This past weekend two different things have led me to think about how willing we are to back up our beliefs with any type of personal sacrifice. And I’ve found, in recent years, that most people don’t want to have to make any sacrifices in order to stand up for the things that they profess as being important to them. And when I talk about sacrifice. I mean either time or money or both.

Anne Helen Peterson in her newsletter talked about this at length.

Hedge funds and private equity often take pretty solid jobs and render them shitty. But start-ups, with their dependency on the independent contractor model, are shitty job generators. They launched their services, grew them exponentially, and insinuated them into everyday life — and were celebrated for their “disruption” for the unoptimized, analog way of doing things. For those who could afford them, they’ve made life quicker, easier, more seamless. But they’ve done it by creating a whole layer of shitty jobs, excused away as “side gigs” without acknowledging that those side gigs are necessary because of how many other layers of shitty jobs there are.

And Peterson goes on:

All we see with an Uber is convenience. All we see with a cheap yoga class is the ability to spend money on other things. None of this is discount what rideshare has made better, or mainstream yoga affords in terms of access. But there’s a disconnect between things that we value and our willingness to pay what they actually cost — what those conveniences, that “affordability,” does to the actual humans who provide them.

And then in a Washington Post article on climate change it came up again.

Though Americans are increasingly worried about climate change, fewer than 4 in 10 say they believe that tackling the problem will require them to make “major sacrifices.” And most are unwilling to pay for it out of their own pockets.

To be sure, there are people who can’t afford to pay more for things or who are already living on the edge so additional costs will hurt them. But it’s amazing to me how many people profess to believe that the climate is changing that it poses a threat to humanity’s very existence and they have the ability to make some sacrifices but won’t do it; they won’t inconvenience themselves.

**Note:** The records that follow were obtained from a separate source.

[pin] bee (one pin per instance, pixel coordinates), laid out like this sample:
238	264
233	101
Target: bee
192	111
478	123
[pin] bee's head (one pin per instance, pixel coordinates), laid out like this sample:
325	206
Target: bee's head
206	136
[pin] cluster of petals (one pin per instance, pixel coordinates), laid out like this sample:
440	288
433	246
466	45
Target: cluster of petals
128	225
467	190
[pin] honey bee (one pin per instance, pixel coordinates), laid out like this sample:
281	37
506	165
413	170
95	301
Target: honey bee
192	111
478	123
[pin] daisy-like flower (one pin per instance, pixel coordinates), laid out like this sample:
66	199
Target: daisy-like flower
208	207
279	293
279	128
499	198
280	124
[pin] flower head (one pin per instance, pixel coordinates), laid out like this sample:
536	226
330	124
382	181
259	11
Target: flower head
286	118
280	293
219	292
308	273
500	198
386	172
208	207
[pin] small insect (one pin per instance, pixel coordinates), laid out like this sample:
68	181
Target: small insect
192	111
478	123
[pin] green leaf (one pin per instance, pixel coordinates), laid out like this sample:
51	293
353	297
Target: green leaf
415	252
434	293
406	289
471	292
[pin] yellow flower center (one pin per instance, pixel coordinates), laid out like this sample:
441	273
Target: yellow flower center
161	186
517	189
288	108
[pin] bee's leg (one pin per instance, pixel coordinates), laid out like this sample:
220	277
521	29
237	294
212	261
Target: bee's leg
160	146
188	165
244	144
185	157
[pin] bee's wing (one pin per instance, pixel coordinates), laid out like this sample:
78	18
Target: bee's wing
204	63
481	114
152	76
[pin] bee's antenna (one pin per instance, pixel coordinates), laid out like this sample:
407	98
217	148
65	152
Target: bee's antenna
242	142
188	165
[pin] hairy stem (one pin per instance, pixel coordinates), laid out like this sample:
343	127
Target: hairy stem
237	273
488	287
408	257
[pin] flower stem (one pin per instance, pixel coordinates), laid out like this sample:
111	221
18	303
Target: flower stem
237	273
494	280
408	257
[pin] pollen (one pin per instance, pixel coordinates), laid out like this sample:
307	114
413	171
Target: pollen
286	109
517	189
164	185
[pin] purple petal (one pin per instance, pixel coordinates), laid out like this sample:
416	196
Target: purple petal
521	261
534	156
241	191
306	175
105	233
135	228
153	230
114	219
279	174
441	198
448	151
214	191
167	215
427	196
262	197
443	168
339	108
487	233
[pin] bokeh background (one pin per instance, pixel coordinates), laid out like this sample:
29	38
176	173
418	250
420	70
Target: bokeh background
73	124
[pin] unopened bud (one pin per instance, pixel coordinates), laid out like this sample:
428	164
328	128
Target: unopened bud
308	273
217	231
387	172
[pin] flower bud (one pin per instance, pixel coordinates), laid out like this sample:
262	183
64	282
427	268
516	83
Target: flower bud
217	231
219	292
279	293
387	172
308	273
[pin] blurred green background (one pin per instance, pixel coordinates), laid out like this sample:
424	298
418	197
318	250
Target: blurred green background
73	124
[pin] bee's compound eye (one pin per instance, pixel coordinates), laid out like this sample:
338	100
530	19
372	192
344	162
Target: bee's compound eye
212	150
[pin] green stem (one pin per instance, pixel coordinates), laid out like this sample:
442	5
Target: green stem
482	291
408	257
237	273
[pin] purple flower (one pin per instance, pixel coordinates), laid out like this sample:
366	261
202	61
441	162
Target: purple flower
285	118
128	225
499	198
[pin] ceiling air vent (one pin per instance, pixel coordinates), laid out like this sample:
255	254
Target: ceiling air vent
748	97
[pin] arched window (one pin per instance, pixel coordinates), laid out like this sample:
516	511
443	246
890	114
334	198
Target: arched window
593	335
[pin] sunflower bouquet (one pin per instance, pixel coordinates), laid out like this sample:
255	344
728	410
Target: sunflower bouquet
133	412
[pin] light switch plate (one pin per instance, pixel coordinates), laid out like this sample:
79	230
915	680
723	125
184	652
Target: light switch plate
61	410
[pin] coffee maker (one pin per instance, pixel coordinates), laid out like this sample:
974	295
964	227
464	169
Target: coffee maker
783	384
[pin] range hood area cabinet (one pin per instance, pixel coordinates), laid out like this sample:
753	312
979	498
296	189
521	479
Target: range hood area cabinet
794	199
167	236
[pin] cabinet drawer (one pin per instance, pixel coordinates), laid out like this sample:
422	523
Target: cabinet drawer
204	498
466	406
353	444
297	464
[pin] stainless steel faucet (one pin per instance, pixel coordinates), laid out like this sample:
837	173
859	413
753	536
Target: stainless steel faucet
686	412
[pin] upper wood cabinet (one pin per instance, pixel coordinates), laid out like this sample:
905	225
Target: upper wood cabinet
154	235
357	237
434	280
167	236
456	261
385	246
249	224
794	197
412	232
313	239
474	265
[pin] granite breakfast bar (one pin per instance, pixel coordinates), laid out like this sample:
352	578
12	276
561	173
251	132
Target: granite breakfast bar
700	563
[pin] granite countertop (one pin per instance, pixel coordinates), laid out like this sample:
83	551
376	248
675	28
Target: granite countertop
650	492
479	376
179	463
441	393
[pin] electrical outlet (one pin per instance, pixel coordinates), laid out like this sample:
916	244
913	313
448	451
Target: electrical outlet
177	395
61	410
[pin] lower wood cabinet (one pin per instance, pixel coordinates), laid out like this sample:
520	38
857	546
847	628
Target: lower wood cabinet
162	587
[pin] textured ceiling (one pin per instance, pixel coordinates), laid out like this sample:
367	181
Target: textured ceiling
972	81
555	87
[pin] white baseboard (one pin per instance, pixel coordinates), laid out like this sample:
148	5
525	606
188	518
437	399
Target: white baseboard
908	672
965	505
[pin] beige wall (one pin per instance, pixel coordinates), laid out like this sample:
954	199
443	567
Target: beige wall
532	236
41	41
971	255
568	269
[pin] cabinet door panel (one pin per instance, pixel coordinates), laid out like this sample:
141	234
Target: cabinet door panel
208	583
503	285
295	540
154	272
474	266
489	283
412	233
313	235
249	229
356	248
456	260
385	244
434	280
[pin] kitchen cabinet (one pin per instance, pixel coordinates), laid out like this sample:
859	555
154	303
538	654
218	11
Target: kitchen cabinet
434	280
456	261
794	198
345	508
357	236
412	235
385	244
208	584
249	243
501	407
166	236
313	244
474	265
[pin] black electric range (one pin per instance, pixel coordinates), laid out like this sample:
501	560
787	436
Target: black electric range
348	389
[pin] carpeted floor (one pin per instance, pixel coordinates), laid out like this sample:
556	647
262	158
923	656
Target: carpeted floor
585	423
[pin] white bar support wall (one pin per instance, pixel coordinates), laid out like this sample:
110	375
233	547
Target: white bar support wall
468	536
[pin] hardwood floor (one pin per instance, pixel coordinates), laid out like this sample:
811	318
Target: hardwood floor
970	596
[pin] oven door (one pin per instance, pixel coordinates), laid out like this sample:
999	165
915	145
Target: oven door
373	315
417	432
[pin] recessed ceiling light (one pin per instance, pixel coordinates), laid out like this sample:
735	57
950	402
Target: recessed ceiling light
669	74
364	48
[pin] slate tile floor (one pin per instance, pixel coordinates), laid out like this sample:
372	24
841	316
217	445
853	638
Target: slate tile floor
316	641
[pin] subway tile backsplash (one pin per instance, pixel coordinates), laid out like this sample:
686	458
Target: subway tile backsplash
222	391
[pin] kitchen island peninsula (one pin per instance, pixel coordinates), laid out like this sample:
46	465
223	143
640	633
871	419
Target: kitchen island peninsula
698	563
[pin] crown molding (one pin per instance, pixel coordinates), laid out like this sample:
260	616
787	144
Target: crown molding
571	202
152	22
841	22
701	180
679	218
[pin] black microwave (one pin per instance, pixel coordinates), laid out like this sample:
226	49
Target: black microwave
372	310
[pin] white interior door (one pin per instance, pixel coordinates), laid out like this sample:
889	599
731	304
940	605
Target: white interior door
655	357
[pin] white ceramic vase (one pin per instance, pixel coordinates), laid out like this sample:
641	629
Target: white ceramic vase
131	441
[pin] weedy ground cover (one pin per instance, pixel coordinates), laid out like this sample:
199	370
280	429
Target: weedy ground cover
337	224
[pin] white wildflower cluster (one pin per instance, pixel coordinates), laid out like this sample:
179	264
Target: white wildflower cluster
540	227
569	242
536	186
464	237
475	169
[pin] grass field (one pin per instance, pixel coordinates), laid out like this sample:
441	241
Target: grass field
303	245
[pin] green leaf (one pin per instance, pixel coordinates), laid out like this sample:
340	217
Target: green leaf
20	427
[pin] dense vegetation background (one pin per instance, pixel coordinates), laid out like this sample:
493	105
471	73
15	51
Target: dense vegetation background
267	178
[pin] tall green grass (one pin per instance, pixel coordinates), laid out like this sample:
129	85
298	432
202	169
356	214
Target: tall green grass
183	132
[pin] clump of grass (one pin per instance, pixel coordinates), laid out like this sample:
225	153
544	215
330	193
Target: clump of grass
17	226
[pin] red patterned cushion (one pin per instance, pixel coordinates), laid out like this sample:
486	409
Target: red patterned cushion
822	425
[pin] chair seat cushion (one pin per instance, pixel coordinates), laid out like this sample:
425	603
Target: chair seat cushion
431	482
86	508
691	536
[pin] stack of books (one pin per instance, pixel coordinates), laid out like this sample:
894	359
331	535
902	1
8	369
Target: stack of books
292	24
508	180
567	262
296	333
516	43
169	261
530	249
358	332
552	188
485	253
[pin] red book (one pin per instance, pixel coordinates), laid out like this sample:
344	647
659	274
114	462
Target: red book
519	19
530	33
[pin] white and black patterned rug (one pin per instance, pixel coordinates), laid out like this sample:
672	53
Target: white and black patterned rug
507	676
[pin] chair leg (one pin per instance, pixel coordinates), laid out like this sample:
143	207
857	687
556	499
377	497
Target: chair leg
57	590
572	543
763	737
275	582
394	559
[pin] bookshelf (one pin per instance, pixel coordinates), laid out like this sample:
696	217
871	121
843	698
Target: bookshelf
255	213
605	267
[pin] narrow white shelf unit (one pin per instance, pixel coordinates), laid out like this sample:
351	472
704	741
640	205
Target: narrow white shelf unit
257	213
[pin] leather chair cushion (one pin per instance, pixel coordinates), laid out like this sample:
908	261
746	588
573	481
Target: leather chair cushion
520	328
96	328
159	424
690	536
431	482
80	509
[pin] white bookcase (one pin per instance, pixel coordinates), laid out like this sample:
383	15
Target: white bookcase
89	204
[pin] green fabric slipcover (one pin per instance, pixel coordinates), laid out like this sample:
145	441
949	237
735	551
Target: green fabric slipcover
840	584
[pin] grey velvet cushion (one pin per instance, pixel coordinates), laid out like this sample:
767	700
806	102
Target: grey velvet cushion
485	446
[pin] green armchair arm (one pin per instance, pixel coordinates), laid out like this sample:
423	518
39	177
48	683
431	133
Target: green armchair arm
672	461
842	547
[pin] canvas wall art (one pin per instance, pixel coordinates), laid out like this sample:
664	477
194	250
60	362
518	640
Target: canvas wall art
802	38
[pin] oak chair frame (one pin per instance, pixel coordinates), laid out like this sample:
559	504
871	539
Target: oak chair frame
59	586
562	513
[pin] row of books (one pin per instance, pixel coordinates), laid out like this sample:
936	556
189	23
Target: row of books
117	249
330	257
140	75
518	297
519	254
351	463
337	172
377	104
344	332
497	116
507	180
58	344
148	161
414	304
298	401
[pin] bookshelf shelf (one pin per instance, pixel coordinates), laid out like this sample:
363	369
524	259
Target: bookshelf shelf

And in turn, those same people want the conveniences and the “affordability” of the things Peterson references. As she says at the end of her newsletter:

If you’re actually serious about treating burnout — yours, your partners, your future children’s — you have to be serious about treating it for people you might not even know. If you want to actually make life better, more livable, less of a slog for yourself, that involves making it better for a whole lot of other people as well. For that, you don’t need a self-help book with an asterisk in the title to blunt the profanity. You don’t need a better organizational app. You just need to legitimately and actionably care about other people.

Thinking about how we treat other people, the costs associated with our choices, both seen and unseen is something I think a lot about these days. And now I’m thinking as well about what personal sacrifice looks like to help mitigate climate change.